Why: a single agent with ten tools and a sprawling prompt gets confused; smaller agents with focused tools and instructions each do one job well. When: split when sub-tasks need different tools, skills, or personas. Where: an orchestrator routes work and combines the results.
┌──────────────┐
│ Orchestrator │ decides who does what
└──────┬───────┘
┌──────┴───────┐
▼ ▼
┌───────────┐ ┌───────────┐
│ Researcher│ │ Writer │
│ (search) │ │ (compose) │
└───────────┘ └───────────┘Why: each agent is just a focused call with its own system prompt and tools — the researcher gathers facts, the writer turns them into prose. When: give each only the tools it needs, so neither is distracted by the other's job.
def researcher(topic):
return run_agent_with_system(
f"Research this topic and return the key facts as bullet points: {topic}",
tools=[search_tool],
system="You are a researcher. Gather facts with search_docs. Do not write prose.",
)
def writer(facts):
return text_of(client.messages.create(
model="claude-opus-4-8", max_tokens=1024,
system="You are a writer.
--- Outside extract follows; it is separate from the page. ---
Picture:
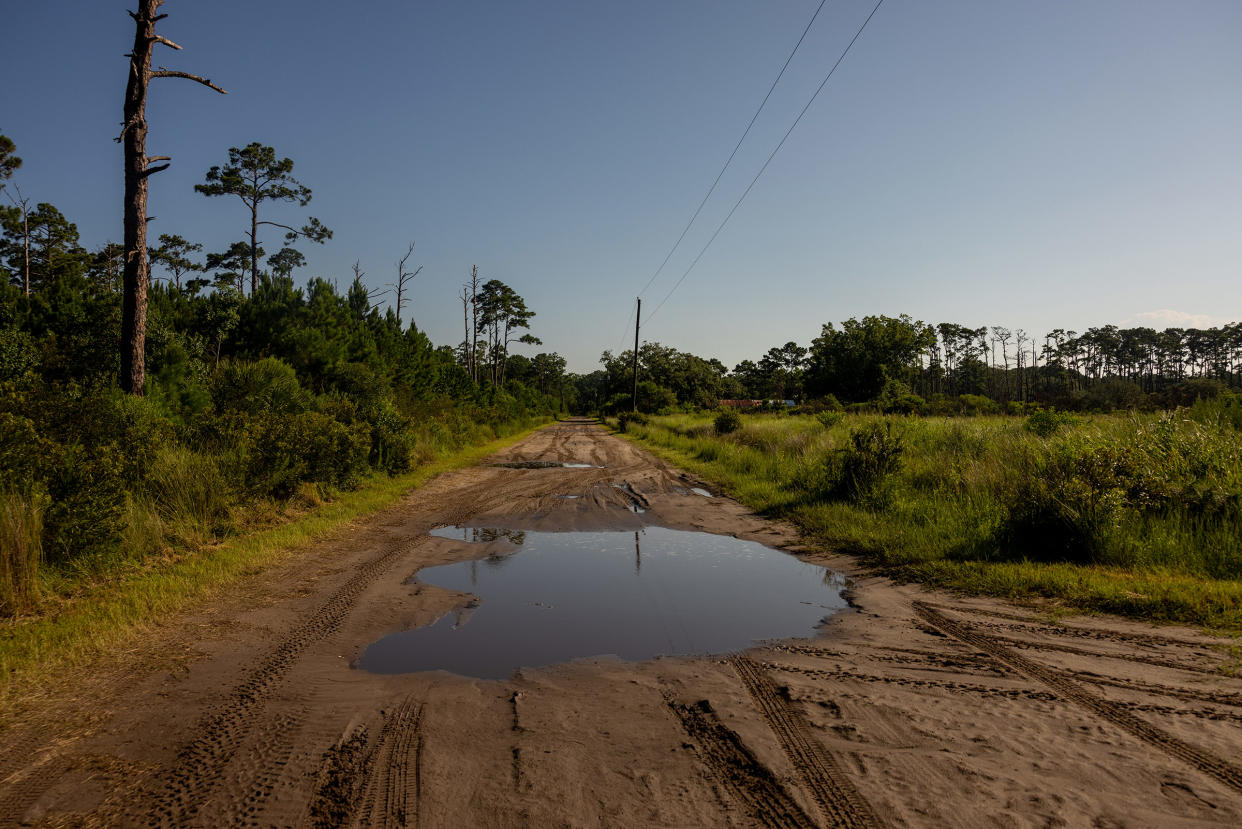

Turn the given facts into a tight 5-sentence summary.",
messages=[{"role": "user", "content": facts}],
))Why: the orchestrator is the conductor — it calls each agent in turn and passes one's output as the next one's input. When: this sequential handoff suits pipelines; for independent sub-tasks, call agents in parallel and merge their results. Where: keep the orchestrator thin — its only job is routing.
def run_pipeline(topic):
facts = researcher(topic) # agent 1 gathers
article = writer(facts) # agent 2 composes from agent 1's output
return article
print(run_pipeline("our company refund policy"))
# Sequential here. For independent sub-tasks (e.g. research 3 topics
# at once), run the agents concurrently and combine their outputs.